Mission – Texas A&M Forest Service provides statewide leadership to assure the state’s trees, forests and related natural resources are protected and sustained for the benefit of all.
Staff Forester – Works with landowners to conduct forest management activities, including developing stewardship plans.
Resource Specialist – Conducts wildfire suppressive activities and serves as emergency responder on a statewide basis.
Mission – To manage and conserve the natural and cultural resources of Texas and to provide hunting, fishing and outdoor recreation opportunities for the use and enjoyment of present and future generations.
Wildlife Biologist – Wildlife Biologists conduct habitat management activities on state-owned lands to enhance wildlife habitat and provides opportunities for hunting, fishing, and nature tourism to the public.

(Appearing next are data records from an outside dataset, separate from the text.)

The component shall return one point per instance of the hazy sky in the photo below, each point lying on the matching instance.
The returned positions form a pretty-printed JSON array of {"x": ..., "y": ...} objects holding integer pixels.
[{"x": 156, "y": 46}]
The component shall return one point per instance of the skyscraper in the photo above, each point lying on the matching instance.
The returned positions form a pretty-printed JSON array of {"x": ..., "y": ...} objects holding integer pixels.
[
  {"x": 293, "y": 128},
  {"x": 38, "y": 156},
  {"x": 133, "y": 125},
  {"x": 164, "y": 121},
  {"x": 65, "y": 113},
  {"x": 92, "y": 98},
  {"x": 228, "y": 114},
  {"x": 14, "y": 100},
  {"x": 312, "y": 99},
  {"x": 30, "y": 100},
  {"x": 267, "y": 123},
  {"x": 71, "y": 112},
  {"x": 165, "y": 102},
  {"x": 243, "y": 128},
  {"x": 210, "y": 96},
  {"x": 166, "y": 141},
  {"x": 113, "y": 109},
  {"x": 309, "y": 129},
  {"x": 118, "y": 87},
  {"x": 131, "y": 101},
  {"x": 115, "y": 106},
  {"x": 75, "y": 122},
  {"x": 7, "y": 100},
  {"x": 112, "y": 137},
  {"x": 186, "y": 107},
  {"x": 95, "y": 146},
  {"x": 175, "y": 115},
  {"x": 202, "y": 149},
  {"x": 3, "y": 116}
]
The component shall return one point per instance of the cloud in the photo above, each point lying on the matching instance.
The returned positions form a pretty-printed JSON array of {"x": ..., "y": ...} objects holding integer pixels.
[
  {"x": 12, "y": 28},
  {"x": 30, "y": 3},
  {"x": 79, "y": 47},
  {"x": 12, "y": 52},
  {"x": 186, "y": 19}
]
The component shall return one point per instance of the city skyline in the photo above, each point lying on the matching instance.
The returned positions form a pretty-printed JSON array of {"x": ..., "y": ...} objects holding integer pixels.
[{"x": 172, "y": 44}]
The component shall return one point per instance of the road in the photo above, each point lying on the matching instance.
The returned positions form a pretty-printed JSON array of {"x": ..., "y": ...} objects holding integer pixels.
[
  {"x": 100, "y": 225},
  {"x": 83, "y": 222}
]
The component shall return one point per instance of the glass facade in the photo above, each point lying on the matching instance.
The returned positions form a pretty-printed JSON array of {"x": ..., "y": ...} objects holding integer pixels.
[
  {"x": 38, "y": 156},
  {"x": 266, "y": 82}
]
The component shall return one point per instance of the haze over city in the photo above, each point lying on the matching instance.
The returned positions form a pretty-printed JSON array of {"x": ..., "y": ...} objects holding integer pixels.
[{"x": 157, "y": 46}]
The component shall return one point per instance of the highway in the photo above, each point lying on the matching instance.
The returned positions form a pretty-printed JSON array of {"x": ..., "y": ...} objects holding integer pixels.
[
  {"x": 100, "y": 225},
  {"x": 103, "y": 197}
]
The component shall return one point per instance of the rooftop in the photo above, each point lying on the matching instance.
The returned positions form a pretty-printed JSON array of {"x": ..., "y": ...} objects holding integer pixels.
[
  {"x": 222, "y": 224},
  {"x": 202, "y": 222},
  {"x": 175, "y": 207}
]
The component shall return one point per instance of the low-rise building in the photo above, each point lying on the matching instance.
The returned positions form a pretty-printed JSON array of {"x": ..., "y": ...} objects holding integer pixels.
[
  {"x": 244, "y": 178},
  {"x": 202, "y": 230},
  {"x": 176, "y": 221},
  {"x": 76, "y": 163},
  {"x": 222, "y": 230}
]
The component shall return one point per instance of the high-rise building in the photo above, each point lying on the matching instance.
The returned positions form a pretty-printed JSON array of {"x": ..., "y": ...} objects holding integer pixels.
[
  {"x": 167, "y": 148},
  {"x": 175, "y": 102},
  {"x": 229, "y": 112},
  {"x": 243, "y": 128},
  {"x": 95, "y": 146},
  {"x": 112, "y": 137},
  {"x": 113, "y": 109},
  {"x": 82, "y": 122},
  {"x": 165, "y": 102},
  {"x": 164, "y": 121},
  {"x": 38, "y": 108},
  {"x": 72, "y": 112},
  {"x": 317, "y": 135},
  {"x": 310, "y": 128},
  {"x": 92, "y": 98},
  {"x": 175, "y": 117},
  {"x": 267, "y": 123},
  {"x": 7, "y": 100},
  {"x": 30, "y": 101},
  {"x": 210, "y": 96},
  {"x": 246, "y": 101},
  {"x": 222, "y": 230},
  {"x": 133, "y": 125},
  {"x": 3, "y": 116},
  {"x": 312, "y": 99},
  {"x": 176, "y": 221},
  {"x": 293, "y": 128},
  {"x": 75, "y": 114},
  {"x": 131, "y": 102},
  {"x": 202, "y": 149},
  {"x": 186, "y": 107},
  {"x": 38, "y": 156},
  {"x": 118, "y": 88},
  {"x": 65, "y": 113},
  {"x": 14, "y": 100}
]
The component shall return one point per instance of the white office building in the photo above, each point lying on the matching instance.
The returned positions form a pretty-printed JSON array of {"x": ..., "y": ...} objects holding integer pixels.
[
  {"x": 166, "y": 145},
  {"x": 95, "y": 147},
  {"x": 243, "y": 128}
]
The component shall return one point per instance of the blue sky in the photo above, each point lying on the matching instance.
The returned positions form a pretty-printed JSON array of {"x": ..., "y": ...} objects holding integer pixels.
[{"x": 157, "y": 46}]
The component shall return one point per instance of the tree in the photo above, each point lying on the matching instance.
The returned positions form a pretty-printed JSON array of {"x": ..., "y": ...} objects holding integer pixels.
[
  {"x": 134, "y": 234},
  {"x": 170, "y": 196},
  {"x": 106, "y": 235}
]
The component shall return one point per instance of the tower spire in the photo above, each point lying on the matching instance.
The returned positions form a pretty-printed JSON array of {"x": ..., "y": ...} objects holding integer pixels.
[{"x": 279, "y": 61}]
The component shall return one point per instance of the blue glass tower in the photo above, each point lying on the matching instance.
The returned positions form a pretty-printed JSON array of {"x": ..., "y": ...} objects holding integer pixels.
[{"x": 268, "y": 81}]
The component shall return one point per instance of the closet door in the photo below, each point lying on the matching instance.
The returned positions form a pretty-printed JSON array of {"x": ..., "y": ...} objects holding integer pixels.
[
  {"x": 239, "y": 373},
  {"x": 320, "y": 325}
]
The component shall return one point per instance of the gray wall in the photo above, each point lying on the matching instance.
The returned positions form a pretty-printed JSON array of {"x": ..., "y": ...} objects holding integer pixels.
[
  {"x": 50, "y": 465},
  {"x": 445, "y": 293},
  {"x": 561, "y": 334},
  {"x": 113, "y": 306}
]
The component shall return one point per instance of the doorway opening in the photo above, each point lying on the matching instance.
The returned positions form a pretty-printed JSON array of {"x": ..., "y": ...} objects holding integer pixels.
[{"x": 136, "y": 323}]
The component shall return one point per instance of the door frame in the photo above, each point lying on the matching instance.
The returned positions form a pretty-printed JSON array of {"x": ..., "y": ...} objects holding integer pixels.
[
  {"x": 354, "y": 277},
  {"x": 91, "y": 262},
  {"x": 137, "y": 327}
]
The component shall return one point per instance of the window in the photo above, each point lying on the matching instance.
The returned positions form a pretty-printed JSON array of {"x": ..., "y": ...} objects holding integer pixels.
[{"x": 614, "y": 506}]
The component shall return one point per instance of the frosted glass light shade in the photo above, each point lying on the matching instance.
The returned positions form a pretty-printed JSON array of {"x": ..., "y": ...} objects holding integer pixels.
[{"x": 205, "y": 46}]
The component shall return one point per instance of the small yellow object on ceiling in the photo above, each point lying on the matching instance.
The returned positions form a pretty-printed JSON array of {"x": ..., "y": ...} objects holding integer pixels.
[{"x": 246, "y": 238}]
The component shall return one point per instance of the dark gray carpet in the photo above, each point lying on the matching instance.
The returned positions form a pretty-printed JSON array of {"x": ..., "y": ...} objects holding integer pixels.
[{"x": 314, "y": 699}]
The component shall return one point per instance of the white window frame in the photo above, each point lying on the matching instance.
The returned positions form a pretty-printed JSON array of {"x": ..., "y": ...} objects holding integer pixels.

They also conduct outreach events for landowners to demonstrate different habitat management practices landowners can do on their land.
Wildlife Diversity Biologist – Wildlife Diversity Biologists provide a local resource for landowners as well as leadership within local research, planning and outreach initiatives to conserve rare species and areas with high conservation value across the state.
Technical Guidance Biologist – Provide advice and information to private landowners interested in the conservation and development of wildlife habitat on their property. Assist interested landowners to develop a Wildlife Management Plan to guide habitat management activities on the property.